2016-06-30
David and Heather Kopp write regularly--sometimes individually, sometimes jointly--on spiritual parenting. This column is by Heather.

I noticed it again tonight when I was up in our attic. Off in a corner, partly hidden by boxes of books and cast-off clothing, sits a dinged-up pink bike. Barely larger than a trike, it sports pink handle-bar grips and tiny white tires.

The bike once belonged to my stepdaughter, Jana. She was 6 when I met her. Mainly, I remember blond hair to her bottom and a voice so high and doll-like that the first time I heard it over the phone, I thought she was joking.

"Is your dad there?" I asked.

A squeaky "Uh huh--I'll go get him" confirmed it was for real.

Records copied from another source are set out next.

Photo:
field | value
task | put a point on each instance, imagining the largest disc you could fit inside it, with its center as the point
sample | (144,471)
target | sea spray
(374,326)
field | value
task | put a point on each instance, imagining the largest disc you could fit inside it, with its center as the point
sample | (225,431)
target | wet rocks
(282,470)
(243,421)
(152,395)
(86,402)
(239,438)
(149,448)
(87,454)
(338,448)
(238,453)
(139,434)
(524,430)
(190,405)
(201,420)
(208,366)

Five years later, when Dave and I got married and condensed our stuff, I had assumed Jana's little pink bike would go in the garage sale we were planning. She was 11 then--at least two bikes older.

"How much is it worth, do you think?" I asked Dave as we rummaged through piles in his garage. "Five bucks?"

"Oh man!" he gasped and came over to where I was standing to behold the pink object. "Jana's first bike," he mused. "We have photos of the boys running behind her, teaching her to ride." He looked to me for understanding, for consent. "You know, pigtails blowing in the breeze? A smile from here to there?" He looked back at the bike. "I don't think I can let it go," he said.

Four moves and two garage sales later, the bike has stayed. And will stay, I think, until he dies. It could end up as the first pink-bike headstone in town.

I joke now. But during the first part of our marriage, that tiny pink bike came to represent a threat to my newfound happiness: another female. Pink. Young. Adorable. Add to that the fact that Jana was everything to her father--in spite of living three hours away--that I'd never been to my own father. I'd lost him in my childhood, first to shadows of divorce, then to mental illness, and finally to suicide.

I'd been warned that there are few things harder on a second wife than an adolescent stepdaughter. And I had prepared myself that Dave's love for his daughter would aggravate my own lingering father-wounds. Surely, Jana would compete with me. And I would compete with her.

But I was only half right. Yes, when Dave would go to great lengths to make Jana happy in some way, I wanted to topple them both. When he didn't come to bed because tucking Jana in turned into an hour-long tete-a-tete. I silently seethed over the "intrusion." This kind of emotional hoarding comes all too easily for children and adults who grow up in want. But right before my eyes, Jana thrived in the abundance of her father's love. And exactly because she felt secure, she was able to forgive my selfish comments and occasional fits of resentment.

Slowly, I learned that the pain I felt was actually God's invitation to redemption. As often as I pointed out to him that Jana was always getting her own way, he pointed out to me that I had a choice. I could give in to feelings of resentment and jealousy. Or, I could do the opposite. I could want for Jana everything I'd never had from my father. I could offer to let Jana sit by her dad at church, or encourage them to take a walk alone in the snow. I could rejoice in their relationship and let the little girl inside of me draw comfort from witnessing firsthand some of what she missed.

Over time, as God helped me to embrace the very thing that hurt, I began to heal. Watching Dave with Jana--father-love in action--helped me to better imagine God as the loving father that he wanted to be to me. As I developed greater intimacy with "Abba" ("Daddy" in Aramaic, the loving term Jesus used for God), I found a true balm for my father-wounds.

And there's more. I had always wanted a daughter but had two boys. Worlds away and unknown to me at the time, Dave was on the same track with his wife. Two boys--and then came Jana. A surprise. A daughter for Debbie and Dave. And in God's benevolent time line, a future daughter for me.

She's coming this weekend. She'll be here in a couple of hours, hugging me, chattering away, alight with love. These days, she's sweet 16 in every sense. Gone are the days of bikes in any color. Now she rides around in a spiffy green Jetta, breaking boys' hearts, beautifully certain that her father's heart--and mine--are hers.

On that kind of certainty you can't put a price tag.